They have them in Texas. :huh: http://www.smithsonianmag.com/science-nature/Five-Giant-Snakes-We-Should-Worry-About.html


----------



## r0ckstarr (Jan 8, 2013)

As an update, I found some feces that I believe may be snake feces. There is definately something that looks like mouse fur in them, and googling for images of snake feces shows very similar results. I found them on the opposite side of the house, next to a new hole in the ground that goes under a flower bed.


----------



## chrisn (Dec 23, 2007)

You might need some good friends:laughing:


----------



## r0ckstarr (Jan 8, 2013)

chrisn said:


> You might need some good friends:laughing:


Ha!

As long as it stays out of the walls, it is free to roam the yard. If it's eating mice or other rodents, then who needs a cat?


----------



## creeper (Mar 11, 2011)

r0ckstarr said:


> Ha!
> 
> As long as it stays out of the walls, it is free to roam the yard. If it's eating mice or other rodents, then who needs a cat?
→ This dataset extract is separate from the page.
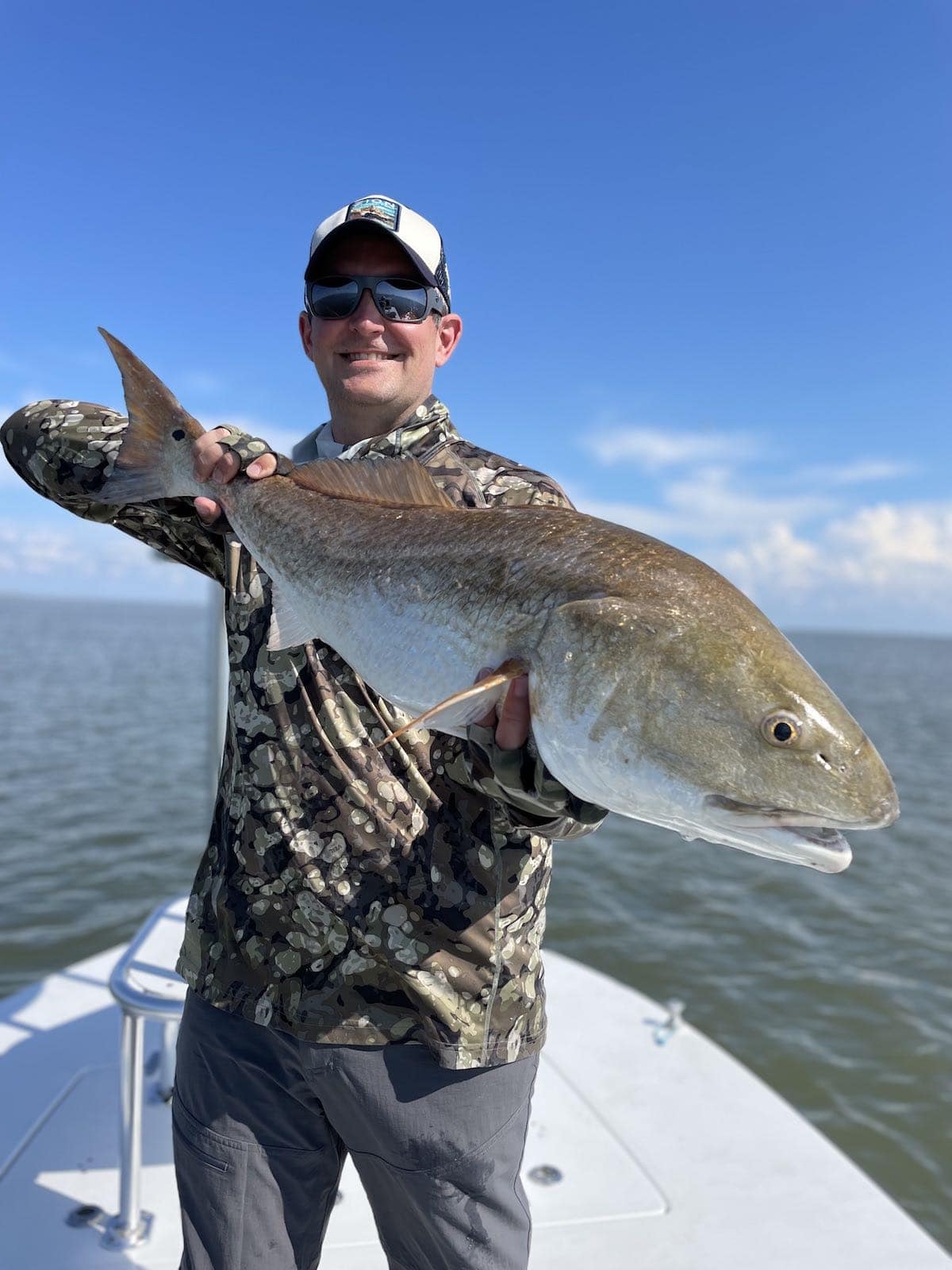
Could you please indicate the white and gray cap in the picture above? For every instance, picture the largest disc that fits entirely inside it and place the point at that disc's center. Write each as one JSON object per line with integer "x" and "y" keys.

I get the feeling you wouldn't have a cat for very long either...

Brian: I am in awe of your girlfriend. She just casually goes to sleep..on her own..while this unknown serpent slithers around a mere few metres from where she is sleeping...with her eyes closed...

Typically..you wouldn't have a girlfriend for long as well.


----------



## r0ckstarr (Jan 8, 2013)

creeper said:


> I get the feeling you wouldn't have a cat for very long either...
> 
> Brian: I am in awe of your girlfriend. She just casually goes to sleep..on her own..while this unknown serpent slithers around a mere few metres from where she is sleeping...with her eyes closed...
> 
> Typically..you wouldn't have a girlfriend for long as well.


Welcome back!

C'mon, it's not like what you see in the movies. The snake isn't going to bust through the wall, be over 50 feet long, and swallow her whole. She knows this. She also knows that if she encounters it in the yard, to back away and leave it alone. Chances are, as long as she doesn't have it cornered somewhere, it will just run away.


----------



## creeper (Mar 11, 2011)

Thanks Rock.

I was cornered by a snake and couldn't get away..mine didn't run away. BTW those most be some strange running snakes you have down there.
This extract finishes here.